BRIEF DESCRIPTION OF THE DRAWINGS
[0008] These and other features of this invention will be more
completely understood and appreciated by careful study of the
following more detailed description of exemplary embodiments of the
invention taken in conjunction with the accompanying drawings, in
which:
[0009] FIG. 1 is a schematic representation of an exemplary steam
turbine power plant according to conventional design;
[0010] FIG. 2 is a schematic representation of another exemplary
steam turbine power plant according to conventional design; and
[0011] FIG. 3 is a schematic representation of a steam turbine
power plant according to an exemplary embodiment of the present
application.
DETAILED DESCRIPTION OF THE INVENTION
[0012] As an initial matter, to communicate clearly the invention
of the current application, it may be necessary to select
terminology that refers to and describes certain parts or machine
components of a turbine engine. Whenever possible, common industry
terminology will be used and employed in a manner consistent with
its accepted meaning. However, it is meant that any such
terminology be given a broad meaning and not narrowly construed
such that the meaning intended herein and the scope of the appended
claims is unreasonably restricted. Those of ordinary skill in the
art will appreciate that often a particular component may be
referred to using several different terms. In addition, what may be
described herein as a single part may include and be referenced in
another context as consisting of several component parts, or, what
may be described herein as including multiple component parts may
be fashioned into and, in some cases, referred to as a single part.
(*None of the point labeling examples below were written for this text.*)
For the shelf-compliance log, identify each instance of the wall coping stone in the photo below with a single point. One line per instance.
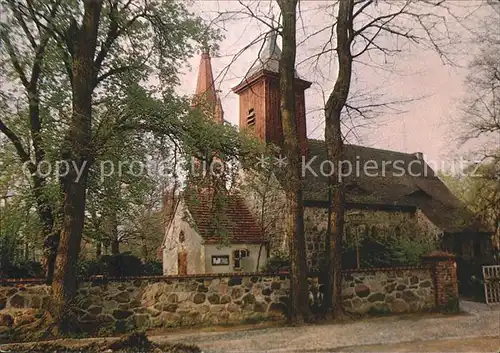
(438, 255)
(385, 269)
(14, 281)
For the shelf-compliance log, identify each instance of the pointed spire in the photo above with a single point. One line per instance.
(219, 112)
(271, 50)
(269, 55)
(205, 84)
(206, 97)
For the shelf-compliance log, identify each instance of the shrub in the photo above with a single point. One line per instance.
(25, 269)
(121, 265)
(277, 261)
(152, 268)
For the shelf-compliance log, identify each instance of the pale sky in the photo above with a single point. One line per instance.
(424, 126)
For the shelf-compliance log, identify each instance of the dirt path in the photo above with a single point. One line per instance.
(476, 344)
(478, 330)
(329, 337)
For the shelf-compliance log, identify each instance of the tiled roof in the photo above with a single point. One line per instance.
(420, 188)
(226, 221)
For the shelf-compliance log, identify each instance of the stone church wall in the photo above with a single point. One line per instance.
(119, 305)
(359, 223)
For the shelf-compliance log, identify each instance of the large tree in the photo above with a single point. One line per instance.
(104, 48)
(23, 59)
(299, 310)
(367, 29)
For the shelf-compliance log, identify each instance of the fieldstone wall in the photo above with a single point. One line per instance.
(106, 306)
(380, 291)
(140, 303)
As such, in understanding the scope of the invention described
herein, attention should not only be paid to the terminology and
description provided, but also to the structure, configuration,
function, and/or usage of the component, as provided herein.
[0013] In addition, several descriptive terms may be used regularly
herein, and it may be helpful to define these terms at this point.
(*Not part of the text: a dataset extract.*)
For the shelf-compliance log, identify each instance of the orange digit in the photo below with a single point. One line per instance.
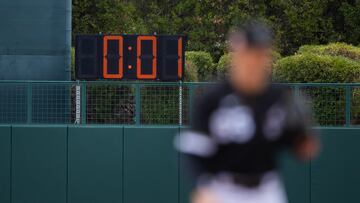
(105, 62)
(138, 61)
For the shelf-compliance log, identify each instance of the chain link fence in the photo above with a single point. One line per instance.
(147, 103)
Given their usage herein, these terms and definitions are as
follows. "Downstream" and "upstream" are terms that indicate a
direction relative to the flow of working fluid through the
turbine. As such, the term "downstream" refers to a direction that
generally corresponds to the direction of the flow of working
fluid, and the term "upstream" generally refers to the direction
that is opposite of the direction of flow of working fluid. The
terms "trailing" and "leading" generally refers relative position
in relation to the direction of rotation for rotating parts. As
such, the "leading edge" of a rotating part is the front or forward
edge given the direction that the part is rotating and, the
"trailing edge" of a rotating part is the aft or rearward edge
given the direction that the part is rotating. The term "radial"
refers to movement or position perpendicular to an axis. It is
often required to described parts that are at differing radial
positions with regard to an axis. In this case, if a first
component resides closer to the axis than a second component, it
may be stated herein that the first component is "radially inward"
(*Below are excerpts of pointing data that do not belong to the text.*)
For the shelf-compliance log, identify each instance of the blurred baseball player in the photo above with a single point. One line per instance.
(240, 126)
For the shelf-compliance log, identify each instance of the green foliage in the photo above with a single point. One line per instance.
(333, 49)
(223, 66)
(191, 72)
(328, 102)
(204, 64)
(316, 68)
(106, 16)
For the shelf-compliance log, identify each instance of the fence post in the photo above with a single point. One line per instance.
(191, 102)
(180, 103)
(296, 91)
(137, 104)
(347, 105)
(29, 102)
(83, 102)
or "inboard" of the second component. If, on the other hand, the
first component resides further from the axis than the second
component, it may be stated herein that the first component is
"radially outward" or "outboard" of the second component. The term
"axial" refers to movement or position parallel to an axis.
Finally, the term "circumferential" refers to movement or position
around an axis.
[0014] Referring to the figures, FIG. 1 illustrates a schematic
representation of a steam turbine power plant 100 according to a
possible conventional layout. It will be appreciated that the steam
turbine power plant 100 may include a rotor train that includes
several turbines or turbine sections, which, as stated, may be
referred to given the relative pressure level of the steam that is
directed through each. As shown, connected via a common rotor or
shaft 102, the steam turbine power plant 100 may include a
high-pressure turbine ("HP turbine") 104, which includes a
high-pressure steam feed 105, an intermediate-pressure turbine ("IP
turbine") 106, which includes an intermediate-pressure steam feed
107, and three different low-pressure turbines, two of which are
part of a dual-flow low-pressure turbine ("dual flow LP turbines")
108, which includes a low-pressure steam feed 109, and a
single-flow low-pressure turbine ("single-flow LP turbine") 110,
which also includes a low-pressure steam feed 109.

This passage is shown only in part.